The extension is here: https://marketplace.visualstudio.com/items?itemName=john-wargo.describer-genai The source code is here: https://github.com/johnwargo/vscode-describer-genai

The extension publishes two commands:

  • describer-genai.config
  • describer-genai.generate

The config command opens the settings for the extension:

const configCmd = `${extensionName}.config`;
const configHandler = () => {
    vscode.commands.executeCommand('workbench.action.openSettings', 'describer-genai.');
};

context.subscriptions.push(vscode.commands.registerCommand(configCmd, configHandler));

but when I install the extension from marketplace or by directly loading the .vsix file and execute the config command from the Visual Studio Code Command Palette, instead of opening the settings page to my extension's settings like its supposed to, VSCode instead displays an error dialog with the following content:

Command 'Open Describer Settings' resulted in an error
command 'describer-genai-config' not found

The generate command first checks the settings page to ensure that the required settings values are populated:

const config = vscode.workspace.getConfiguration(extensionName);
let apiKey: string = config.apiKey;
if (!apiKey) {
  doNotify(DialogType.dtError, 'Extension Configuration missing ChatGPT API Key');
  return;
}

let targetProperty: string = config.targetProperty;
if (!targetProperty) {
  doNotify(DialogType.dtError, 'Extension Configuration missing Description Property');
  return;
}

The displays a notification in Visual Studio Code using vscode.window.showInformationMessage as shown in the function below:

export function doNotify(dialogType: DialogType, msg: string) {
  switch (dialogType) {
    case DialogType.dtError:
      vscode.window.showErrorMessage(`Describer: ${msg}`);
      break;
    case DialogType.dtWarning:
      vscode.window.showWarningMessage(`Describer: ${msg}`);
      break;
    default:
      vscode.window.showInformationMessage(`Describer: ${msg}`);
      break;
  }
}

When I open a markdown file in Visual Studio Code and right-click to invoke the generate command, nothing happens. It should display an error message in Visual Studio Code, but nothing of the sort happens.

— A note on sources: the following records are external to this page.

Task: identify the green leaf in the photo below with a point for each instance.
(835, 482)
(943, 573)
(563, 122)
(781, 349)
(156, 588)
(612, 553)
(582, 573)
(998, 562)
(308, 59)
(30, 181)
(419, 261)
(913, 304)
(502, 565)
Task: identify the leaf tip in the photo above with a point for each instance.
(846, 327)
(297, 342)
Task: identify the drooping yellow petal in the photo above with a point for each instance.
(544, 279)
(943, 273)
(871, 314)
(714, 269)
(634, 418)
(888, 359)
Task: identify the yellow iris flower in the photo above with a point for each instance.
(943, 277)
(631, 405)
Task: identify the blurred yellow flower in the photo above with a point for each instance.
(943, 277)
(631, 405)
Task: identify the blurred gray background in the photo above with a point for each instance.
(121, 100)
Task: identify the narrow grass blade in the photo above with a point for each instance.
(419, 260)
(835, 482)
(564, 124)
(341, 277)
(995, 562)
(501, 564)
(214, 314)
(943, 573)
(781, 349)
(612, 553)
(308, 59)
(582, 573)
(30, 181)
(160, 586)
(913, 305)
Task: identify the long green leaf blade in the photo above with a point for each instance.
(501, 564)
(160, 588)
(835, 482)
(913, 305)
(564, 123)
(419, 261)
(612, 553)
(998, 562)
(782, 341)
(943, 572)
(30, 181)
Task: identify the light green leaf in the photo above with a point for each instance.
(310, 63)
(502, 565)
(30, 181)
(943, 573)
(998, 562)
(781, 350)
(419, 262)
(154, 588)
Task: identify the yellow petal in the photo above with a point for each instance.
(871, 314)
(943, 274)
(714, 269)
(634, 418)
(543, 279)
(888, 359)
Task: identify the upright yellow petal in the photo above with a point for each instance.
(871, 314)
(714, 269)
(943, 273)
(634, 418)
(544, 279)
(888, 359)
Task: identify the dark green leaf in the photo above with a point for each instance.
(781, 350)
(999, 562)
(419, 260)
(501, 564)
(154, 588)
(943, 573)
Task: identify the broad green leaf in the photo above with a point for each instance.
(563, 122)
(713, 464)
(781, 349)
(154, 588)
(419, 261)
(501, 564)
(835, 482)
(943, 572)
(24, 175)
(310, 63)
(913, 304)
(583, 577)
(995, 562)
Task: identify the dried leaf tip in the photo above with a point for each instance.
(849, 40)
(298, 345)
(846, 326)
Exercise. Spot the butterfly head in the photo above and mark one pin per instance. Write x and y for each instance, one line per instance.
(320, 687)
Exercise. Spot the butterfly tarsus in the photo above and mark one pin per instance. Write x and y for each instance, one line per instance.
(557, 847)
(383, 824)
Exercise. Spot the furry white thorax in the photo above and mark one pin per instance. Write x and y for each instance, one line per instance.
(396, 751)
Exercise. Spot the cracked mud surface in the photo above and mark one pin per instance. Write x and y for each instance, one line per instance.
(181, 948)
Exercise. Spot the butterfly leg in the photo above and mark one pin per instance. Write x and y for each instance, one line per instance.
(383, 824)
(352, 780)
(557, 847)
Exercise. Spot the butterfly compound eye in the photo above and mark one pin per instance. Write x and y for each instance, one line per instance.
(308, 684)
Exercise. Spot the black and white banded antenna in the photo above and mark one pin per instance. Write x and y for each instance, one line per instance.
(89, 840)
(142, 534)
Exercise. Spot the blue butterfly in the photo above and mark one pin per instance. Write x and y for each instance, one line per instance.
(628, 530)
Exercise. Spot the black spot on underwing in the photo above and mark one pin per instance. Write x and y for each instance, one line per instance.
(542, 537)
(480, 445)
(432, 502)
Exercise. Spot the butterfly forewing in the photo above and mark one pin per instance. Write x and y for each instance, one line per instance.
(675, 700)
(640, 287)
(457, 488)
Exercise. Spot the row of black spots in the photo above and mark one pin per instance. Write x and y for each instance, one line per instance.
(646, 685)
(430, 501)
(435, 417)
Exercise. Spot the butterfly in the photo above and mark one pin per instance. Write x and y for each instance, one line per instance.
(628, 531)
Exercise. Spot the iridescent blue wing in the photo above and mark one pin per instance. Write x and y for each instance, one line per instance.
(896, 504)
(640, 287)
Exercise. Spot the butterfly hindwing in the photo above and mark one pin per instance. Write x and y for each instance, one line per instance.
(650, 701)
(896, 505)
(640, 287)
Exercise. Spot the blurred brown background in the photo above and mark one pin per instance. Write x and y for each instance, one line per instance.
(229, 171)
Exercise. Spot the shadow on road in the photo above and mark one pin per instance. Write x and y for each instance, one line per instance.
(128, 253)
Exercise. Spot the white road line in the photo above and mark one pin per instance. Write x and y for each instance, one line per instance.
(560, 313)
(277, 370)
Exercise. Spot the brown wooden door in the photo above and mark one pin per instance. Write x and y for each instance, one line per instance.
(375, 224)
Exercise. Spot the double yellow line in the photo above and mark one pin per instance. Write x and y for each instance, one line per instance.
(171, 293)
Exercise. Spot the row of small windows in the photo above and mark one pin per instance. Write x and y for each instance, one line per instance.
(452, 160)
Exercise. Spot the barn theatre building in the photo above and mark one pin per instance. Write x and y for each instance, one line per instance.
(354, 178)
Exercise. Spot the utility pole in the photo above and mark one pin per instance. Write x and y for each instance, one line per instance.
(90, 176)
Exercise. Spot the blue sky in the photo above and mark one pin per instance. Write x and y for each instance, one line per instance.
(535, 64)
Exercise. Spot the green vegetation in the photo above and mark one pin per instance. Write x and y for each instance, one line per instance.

I assume the extension isn't initializing correctly - the command palette and right-click menu items are registered (because they're initialized through the extension's package.json file), but the actual extension code fails on initialization and I can't tell how or why.

I saw some other posts here that related to the error, but didn't seem relevant to my particular problem:

I had a bunch of console.log statements in the code, so I removed all of them and installed the extension manually and saw the same results. I thought perhaps VSCode didn't support them in an extension, but that didn't make any difference.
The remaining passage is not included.